During these years he also traveled a good deal: a concert tour of Russia in 1910 and regular trips to Switzerland and Italy to compose. But the war confined him to Paris, and though he was still running the Conservatoire and instituting reforms, not all of which were popular with his colleagues, he was able to concentrate on more extended projects, specifically the second Violin Sonata, in E minor (1916), and the first Cello Sonata, in D minor (1917), as well as the song cycle Le jardin clos (1914) and, at the end of the war, the Fantaisie (1918)—his sole surviving concertante work for piano and orchestra. The sonatas are notable for their sheer energy, and for their extreme harmonic and contrapuntal freedom; Fauré’s instrumental writing has by this time developed an extraordinary feeling of intense, intimate conversation and an irresistible tendency to move in a short time from simple statement to complex argument. These are not relaxed chamber works in the domestic tradition, but profoundly worked successors to late Beethoven.
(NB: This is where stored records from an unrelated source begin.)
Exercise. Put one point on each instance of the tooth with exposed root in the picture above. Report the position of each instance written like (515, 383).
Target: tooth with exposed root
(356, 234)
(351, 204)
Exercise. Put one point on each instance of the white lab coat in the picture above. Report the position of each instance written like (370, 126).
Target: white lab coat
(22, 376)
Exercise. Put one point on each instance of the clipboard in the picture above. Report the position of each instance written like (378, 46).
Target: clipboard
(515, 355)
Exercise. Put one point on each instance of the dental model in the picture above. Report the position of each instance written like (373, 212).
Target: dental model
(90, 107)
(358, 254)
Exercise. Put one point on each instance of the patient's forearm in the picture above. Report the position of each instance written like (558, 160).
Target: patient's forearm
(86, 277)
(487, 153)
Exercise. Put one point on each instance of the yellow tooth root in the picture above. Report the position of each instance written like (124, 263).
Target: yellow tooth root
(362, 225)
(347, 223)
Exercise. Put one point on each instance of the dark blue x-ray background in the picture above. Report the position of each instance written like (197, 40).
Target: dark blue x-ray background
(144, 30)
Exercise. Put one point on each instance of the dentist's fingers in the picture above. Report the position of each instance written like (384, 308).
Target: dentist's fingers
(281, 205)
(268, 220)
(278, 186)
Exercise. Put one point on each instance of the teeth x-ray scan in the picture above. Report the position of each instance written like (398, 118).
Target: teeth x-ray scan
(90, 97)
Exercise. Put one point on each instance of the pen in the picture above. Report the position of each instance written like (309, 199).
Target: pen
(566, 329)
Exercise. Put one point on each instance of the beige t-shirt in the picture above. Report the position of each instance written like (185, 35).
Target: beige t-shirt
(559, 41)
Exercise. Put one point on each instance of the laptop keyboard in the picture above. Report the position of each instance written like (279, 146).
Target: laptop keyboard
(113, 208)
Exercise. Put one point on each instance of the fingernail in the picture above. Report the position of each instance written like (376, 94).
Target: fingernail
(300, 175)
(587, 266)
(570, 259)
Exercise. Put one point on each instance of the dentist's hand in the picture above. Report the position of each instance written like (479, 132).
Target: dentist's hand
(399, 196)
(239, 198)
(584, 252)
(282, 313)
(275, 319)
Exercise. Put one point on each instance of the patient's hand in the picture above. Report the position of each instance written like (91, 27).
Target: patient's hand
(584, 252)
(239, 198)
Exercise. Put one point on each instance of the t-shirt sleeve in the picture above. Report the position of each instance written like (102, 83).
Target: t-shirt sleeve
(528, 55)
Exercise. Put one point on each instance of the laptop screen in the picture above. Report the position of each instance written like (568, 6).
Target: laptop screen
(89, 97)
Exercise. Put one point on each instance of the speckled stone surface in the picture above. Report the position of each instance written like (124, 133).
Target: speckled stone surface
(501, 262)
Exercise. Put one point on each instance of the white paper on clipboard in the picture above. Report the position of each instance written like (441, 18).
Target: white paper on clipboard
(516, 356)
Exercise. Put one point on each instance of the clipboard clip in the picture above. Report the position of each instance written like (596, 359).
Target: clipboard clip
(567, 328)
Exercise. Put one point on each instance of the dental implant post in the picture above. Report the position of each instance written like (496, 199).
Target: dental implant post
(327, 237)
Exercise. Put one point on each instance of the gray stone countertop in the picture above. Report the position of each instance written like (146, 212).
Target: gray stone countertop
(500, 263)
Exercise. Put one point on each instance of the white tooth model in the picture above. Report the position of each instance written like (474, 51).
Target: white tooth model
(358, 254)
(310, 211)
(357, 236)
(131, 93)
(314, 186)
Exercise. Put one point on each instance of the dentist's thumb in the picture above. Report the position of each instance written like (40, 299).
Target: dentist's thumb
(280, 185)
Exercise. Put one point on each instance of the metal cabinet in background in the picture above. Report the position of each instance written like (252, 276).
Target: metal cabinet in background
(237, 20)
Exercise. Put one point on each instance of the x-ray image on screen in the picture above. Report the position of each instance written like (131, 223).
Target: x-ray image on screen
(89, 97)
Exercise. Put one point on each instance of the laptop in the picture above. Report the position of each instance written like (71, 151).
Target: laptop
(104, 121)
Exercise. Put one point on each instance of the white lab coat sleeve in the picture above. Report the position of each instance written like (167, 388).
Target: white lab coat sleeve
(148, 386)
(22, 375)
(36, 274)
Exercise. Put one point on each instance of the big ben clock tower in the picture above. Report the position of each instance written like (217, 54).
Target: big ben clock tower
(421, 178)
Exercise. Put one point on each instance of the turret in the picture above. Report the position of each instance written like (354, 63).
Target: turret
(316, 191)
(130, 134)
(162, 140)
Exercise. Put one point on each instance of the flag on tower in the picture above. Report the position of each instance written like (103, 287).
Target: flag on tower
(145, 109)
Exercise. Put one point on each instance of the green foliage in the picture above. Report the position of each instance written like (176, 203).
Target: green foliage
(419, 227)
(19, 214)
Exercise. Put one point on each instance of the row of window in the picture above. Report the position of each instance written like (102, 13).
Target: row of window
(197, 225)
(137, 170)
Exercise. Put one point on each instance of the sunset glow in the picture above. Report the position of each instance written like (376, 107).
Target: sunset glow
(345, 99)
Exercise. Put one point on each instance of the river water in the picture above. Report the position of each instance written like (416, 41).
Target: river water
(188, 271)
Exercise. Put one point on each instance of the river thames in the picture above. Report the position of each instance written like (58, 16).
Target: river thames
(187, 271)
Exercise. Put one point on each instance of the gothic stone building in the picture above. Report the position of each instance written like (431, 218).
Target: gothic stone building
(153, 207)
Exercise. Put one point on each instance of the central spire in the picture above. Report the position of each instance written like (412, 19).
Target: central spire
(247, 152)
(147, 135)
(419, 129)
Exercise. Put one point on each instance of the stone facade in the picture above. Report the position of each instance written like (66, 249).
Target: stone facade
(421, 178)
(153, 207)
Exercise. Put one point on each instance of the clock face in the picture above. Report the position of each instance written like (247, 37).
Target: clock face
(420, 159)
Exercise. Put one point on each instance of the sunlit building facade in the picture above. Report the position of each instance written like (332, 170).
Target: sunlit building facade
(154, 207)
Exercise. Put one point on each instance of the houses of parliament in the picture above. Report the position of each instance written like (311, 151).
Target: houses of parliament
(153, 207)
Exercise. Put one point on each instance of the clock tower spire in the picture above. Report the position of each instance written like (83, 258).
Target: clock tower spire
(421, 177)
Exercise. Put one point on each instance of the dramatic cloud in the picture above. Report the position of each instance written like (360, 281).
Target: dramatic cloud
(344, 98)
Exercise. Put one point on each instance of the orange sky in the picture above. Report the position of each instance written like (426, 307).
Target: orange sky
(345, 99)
Fauré’s instrumental writing has by this time developed an extraordinary feeling of intense, intimate conversation and an irresistible tendency to move in a short time from simple statement to complex argument. These are not relaxed chamber works in the domestic tradition, but profoundly worked successors to late Beethoven.

After the war there were more chamber works in this vein: a second Piano Quintet, in C minor (1919–21), and a second Cello Sonata, in G minor (1921), as well as two further song collections, Mirages (1919) and L’horizon chimérique (1921). His one and only Piano Trio, in D minor (1922–23), is more lyrical in the character of its material but deceptively intricate in its working. Finally, he composed a String Quartet, in E minor (1923–24), his only chamber work without piano and, perhaps for that reason, still more concentrated and intellectually self-absorbed.

Fauré: Trio in D minor for Piano, Violin, and Cello, Op. 120

Watching and Listening

The inward quality of Fauré’s chamber music can give a misleading impression of his personality. Though married (in 1883 to Marie Fremier, a sculptor’s daughter) with two sons, he was notoriously unfaithful and, after his Conservatoire appointments, a familiar figure in the salons. Marcel Proust knew him, loved his music, and perhaps modeled aspects of the music of his fictional composer Vinteuil (in À la recherche du temps perdu) on it. One might even sense parallels with Proust’s elaborate style in Faure’s late chamber music. In this respect, it’s worth listening through whole movements of, for instance, the first Cello Sonata or the second Piano Quintet to get the feel of his natural tendency to complicate from simple beginnings. It’s a fascinating and often beautiful process.